The Prime Minister’s meetings with the CJ preceded his announcement on July 13 that a “working document” proposing reforms to the Judiciary will be laid in Parliament in a month’s time.
According to Manning, this working document proposes the stripping of the Judiciary’s administrative functions which would go to a Ministry of Justice, a proposal which has been severely criticised by Law Association President Martin Daly SC as “backwards”.
Newsday has learnt that Manning has had at least two meetings with the CJ over the issue. He has also indicated that he intends to have further discussions with the head of the Judiciary.
The focus of discussions between the Prime Minister and the CJ has surrounded how the Ministry of Justice will work. In particular it has included the possibility of a central figure in that ministry who will function as a permanent secretary and work in close collaboration with the sitting Chief Justice. However, this permanent secretary, like all permanent secretaries, will remain ultimately responsible to a minister. Last month Manning had also announced several proposals for changes to the legal system. He called for the financing of the Judiciary to be reviewed and for a reduction in the independence of the Office of the Director of Public Prosecutions (DPP).

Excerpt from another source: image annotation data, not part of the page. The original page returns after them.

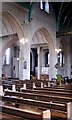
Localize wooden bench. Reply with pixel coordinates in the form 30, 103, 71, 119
2, 96, 71, 118
5, 91, 72, 103
0, 105, 50, 120
35, 87, 72, 93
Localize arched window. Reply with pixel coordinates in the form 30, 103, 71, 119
5, 48, 10, 65
40, 0, 49, 14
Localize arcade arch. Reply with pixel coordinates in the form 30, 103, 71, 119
31, 28, 56, 79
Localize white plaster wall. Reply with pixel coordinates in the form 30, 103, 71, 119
60, 36, 71, 78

The AG has been appointed as the chairman of a special small table that has been mandated by the Prime Minister’s constitutional round table to look into proposals for constitutional reform which relate to the Judiciary. She has held secret talks with the CJ over the issue, alongside two members of the round table.

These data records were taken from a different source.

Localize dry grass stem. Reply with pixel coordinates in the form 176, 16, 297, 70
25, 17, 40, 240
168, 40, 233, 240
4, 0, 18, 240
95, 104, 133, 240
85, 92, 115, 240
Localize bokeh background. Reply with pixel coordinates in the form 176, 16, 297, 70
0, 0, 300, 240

In a press release issued last Saturday by the Judiciary’s communications unit, the body confirmed that the AG and the CJ have been in talks over the ongoing process of constitutional reform.
The release said the CJ and AG “held a singular meeting recently” alongside two members of a sub-committee appointed by Government.

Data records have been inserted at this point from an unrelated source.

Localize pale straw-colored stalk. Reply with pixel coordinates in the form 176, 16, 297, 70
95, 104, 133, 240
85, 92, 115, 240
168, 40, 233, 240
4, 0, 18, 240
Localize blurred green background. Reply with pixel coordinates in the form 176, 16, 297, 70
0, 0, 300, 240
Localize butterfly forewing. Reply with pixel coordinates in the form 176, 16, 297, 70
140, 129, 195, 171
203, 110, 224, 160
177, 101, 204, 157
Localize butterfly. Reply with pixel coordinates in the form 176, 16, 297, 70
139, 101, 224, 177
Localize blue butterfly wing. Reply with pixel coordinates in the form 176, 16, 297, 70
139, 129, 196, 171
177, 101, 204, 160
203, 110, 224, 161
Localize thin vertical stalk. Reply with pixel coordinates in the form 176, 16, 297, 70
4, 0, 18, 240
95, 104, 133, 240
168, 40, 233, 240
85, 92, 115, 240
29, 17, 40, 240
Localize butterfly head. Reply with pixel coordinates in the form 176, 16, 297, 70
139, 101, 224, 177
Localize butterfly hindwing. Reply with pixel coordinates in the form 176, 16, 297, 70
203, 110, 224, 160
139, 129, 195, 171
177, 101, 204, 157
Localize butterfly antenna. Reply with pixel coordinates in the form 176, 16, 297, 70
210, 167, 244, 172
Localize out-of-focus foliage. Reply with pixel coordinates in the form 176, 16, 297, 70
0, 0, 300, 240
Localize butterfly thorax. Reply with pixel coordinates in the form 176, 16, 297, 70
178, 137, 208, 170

However, no mention was made in Saturday’s press release of the CJ’s behind-the-scenes consultations with the Prime Minister who is himself supervising the drafting of a working document which is to be used as the basis for constitutional reform.
Yesterday, the round table held an emergency meeting at Whitehall where it took the decision to schedule further emergency meetings on August 12 and August 18 in a bid to complete its discussions on the draft working document which members saw for the first time yesterday. The round table normally meets every two weeks.
While the Attorney General was expected to submit a report on her consultations with the CJ yesterday, she opted not to do so.
Instead, at yesterday’s meeting the round table agreed on a proposal which would effectively reduce the power of the Opposition party in the Senate.
The proposal would increase the number of Government senators by three, from 16 to 19. Yet, it would only increase the number of Opposition senators by one, upping it from six to seven. At the same time, the number of Independent senators would be increased by two, with these two senators to be recommended for appointment by the Tobago House of Assembly.
Currently, there are 31 senators. The proposal agreed upon by the round table would up that number to 37, while at the same time reducing the weight of the Opposition presence in the Senate. The proposal is expected to be included in the working document which is to be laid in Parliament.